What is Interest Expense and how is it calculated?


The Monthly Treasury Statement dataset provides information on receipts and outlays of the Federal Government. Refer to the chart above for the intended data type of each field. Net Interest Expensemeans, for any period, Interest Expense for such period minus interest on Nonrecourse Indebtedness.

The amount of interest you earn depends on the interest https://intuit-payroll.org/ and the amount of money you invest. Interest income is typically taxable, which means you’ll have to pay taxes on it. It’s also important to note that interest expense can be calculated on a monthly, quarterly, or annual basis, depending on the terms of the loan or credit agreement.

Interest Expenses: How They Are Recorded On Income Statement

We will also discuss the impact that interest expense can have on a business’s bottom line, and how it can be managed to optimize profitability. Whether you are a business owner or a financial professional, this article will provide valuable insights into the importance of interest expense and its role in financial management. You can deduct investment interest expense against any investment income — but only if you itemize your tax deductions. The easiest way to avoid paying interest expense is to avoid buying stocks on margin. The simplest way to calculate interest expense is to multiply a company’s total debt by the average interest rate on its debts.


Typically, loans are priced using a floating interest rate, whereas bonds are priced at a fixed interest rate. Investopedia requires writers to use primary sources to support their work. These include white papers, government data, original reporting, and interviews with industry experts. We also reference original research from other reputable publishers where appropriate. You can learn more about the standards we follow in producing accurate, unbiased content in oureditorial policy.

What is interest expense?

Amount values are provided for the What Is Interest Expense? month and the fiscal year-to-date. This entry ensures the grocery store appropriately accounts for the payment that will be made after the year-end close of December 31, 2015. So, Roberta will pay more under the compound interest expense formula, since she will owe the bank $19,747. Credit Card Debt – Credit card debt has a very high interest rate, around 15% – 30%. Auto Loans – Most people finance their vehicles with an auto loan. The interest expense on an auto loan is usually around 3% – 7%.

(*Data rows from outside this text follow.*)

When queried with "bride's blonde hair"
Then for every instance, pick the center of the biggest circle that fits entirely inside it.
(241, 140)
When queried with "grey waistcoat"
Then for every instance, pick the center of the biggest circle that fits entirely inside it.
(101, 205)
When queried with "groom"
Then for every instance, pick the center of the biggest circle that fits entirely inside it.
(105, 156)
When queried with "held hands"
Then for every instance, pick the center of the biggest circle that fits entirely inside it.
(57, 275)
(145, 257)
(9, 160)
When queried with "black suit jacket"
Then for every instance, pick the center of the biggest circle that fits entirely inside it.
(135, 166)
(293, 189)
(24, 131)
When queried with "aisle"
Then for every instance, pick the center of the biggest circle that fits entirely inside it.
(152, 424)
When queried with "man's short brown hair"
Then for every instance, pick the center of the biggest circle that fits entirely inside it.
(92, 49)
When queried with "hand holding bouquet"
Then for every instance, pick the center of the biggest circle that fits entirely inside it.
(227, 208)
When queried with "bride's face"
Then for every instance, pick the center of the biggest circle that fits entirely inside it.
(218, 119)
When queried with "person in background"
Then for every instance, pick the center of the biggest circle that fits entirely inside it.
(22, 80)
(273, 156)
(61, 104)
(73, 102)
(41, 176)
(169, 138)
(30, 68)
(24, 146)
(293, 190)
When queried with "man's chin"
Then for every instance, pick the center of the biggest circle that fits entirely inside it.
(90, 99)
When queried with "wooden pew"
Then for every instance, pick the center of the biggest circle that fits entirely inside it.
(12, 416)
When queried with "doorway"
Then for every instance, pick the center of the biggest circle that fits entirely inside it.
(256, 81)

Simple interest is charged on the principal, or the original amount borrowed. Compound interest is charged on both the principal and the accumulated interest of a loan. Due to this, compound interest will always be higher than simple interest. Interest expense is considered a debt obligation of a company, which must be paid back regardless of whether the company is profitable or not. Simple interest is sometimes used in some consumer loans, such as short-term personal loans and auto loans. Compound interest is more common and is used in loans such as mortgages, student loans, and credit card debt.